Here's a novel that's mostly fun, if a little long (what is it with men shamelessly throwing hundreds upon hundreds of pages of their excess verbosity upon you?). Utopia Avenue, by David Mitchell, is the name of a fictitious British band in the late 1960s, fusion folk psychedelic rock 'n' roll, their struggles and adventures.
"Songs like dandelion seeds, billowing across space and time. Who knows where they'll land? Or what they'll bring?" [...] "Where will these song-seeds land? It's the Parable of the Sower. Often, usually, they'd land on barren soil and not take root. But sometimes, they land in a mind that is ready. Is fertile. What happens then? Feelings and ideas happen. Joy, solace, sympathy. Assurance.
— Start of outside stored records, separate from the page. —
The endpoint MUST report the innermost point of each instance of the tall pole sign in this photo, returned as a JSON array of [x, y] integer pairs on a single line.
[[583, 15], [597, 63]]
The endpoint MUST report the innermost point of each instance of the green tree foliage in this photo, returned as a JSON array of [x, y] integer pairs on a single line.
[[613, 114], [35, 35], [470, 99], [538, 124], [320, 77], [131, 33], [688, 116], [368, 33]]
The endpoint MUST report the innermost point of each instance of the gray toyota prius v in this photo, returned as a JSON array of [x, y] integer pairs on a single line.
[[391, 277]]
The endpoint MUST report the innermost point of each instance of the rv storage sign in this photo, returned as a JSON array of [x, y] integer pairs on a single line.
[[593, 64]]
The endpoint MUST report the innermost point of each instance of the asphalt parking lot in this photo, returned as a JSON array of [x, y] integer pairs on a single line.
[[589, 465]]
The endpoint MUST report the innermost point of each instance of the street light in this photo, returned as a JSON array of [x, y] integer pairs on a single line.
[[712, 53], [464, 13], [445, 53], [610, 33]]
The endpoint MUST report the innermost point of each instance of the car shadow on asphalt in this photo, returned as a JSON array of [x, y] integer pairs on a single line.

Cathartic sorrow. The idea that life could be, should be, better than this. An invitation to slip you into somebody else's skin for a little while. If a song plants an idea or a feeling in a mind, it has already changed the world."
We get to know three of the band members quite intimately, while the drummer remains aloof. Each of them standouts in their fields, the manager brought them together with the goal of forming a genre-spanning supergroup. So it was a little less than organic, but on the whole, they're hardworking, decent people who make respectably good music; they pay some dues but find some level of success. And they at times succumb to the lifestyle excesses that come with the job.

The guitarist's story thread veers off into the paranormal. This makes me roll my eyes a little, even if I can't turn the pages fast enough; it's also classic Mitchell territory and fodder for late-night weed-fueled conversations about life, the universe, and everything.

The characters do not get equal airtime, and this felt unbalanced to me. The manager also stars in a story a two, but it's impossible to ignore the cameos. David Bowie, Brian Jones, Leonard Cohen, Syd Barrett, Janis Joplin, and others. Gimmicky to the point of tiresome. It irked me that Cohen mentions Toronto but not Montreal. 
"Once, I took the elevator up there." Leonard nods at the Empire State Building. "I looked over Manhattan and was seized by an absurd desire to take it. To own it. Do we write songs as a substitute for possession?" 

"I write songs to discover what I want to say," says Elf. 

"I write 'em 'cause I just bloody love it," says Dean. 

"Maybe you're the purest artist here," remarks Lenny.
Cue music. It just feels a little cheap.

Although, I thoroughly enjoyed the extended scenes with Francis Bacon, one of a few non-musicians on the London scene at the time to make their way into this novel, but likely I responded to that only because he's been a topic of conversation around here lately, his art grim and eerie and visceral. His art is not on stage here, only his lifestyle.

These walk-on parts add nothing to the story. But in a sense, they are the story. This is Mitchell's love letter to a bygone era of music that I can only assume played a significant role in shaping him.
"In fifty years," said Jasper, "or five hundred, or five thousand, music will still do to people what it does to us now. That's my prediction."
So, what does it do to us now? Music is our balm, our panacea. It can encircle you with your people, it can shut out the entire world. I think it is used more often as a distraction than as a connection. It blares everywhere, but who really listens? 
Hundreds of people pass by. Reality erases itself as it rerecords itself, Elf thinks. Time is the Great Forgetter. She gets her notebook from her handbag and writes, Memories are unreliable . . . Art is memory made public. Time wins in the long run. Books turn to dust, negatives decay, records get worn out, civilisations burn. But as long as the art endures, a song or a view or a thought or a feeling someone once thought worth keeping is saved and stays shareable. Others can say, "I feel that too."
It transcends language and creates an illusion of oneness; one person responds to a beat, another to a melody, another to the story the lyrics tell, but it taps a harmony of being. It's much more complex than a shared feeling.

Utopia Avenue is not about music, it's about its creators. It explores the inspiration for the music — love, loss, drugs, schizophrenia, otherworldly experience. Sometime the art comes about because it's a better option than not trying to make art. Sometimes it pays the rent. Art can come equally from hard work or divine luck or happenstance.  

Super entertaining and full of flavor (though some not always to my taste), but a little short on substance. It took me to some unexpected places, dramatically speaking, and it was not a terrible way to spend midsummer evenings on my balcony. Even if I can reel off better band names in my sleep.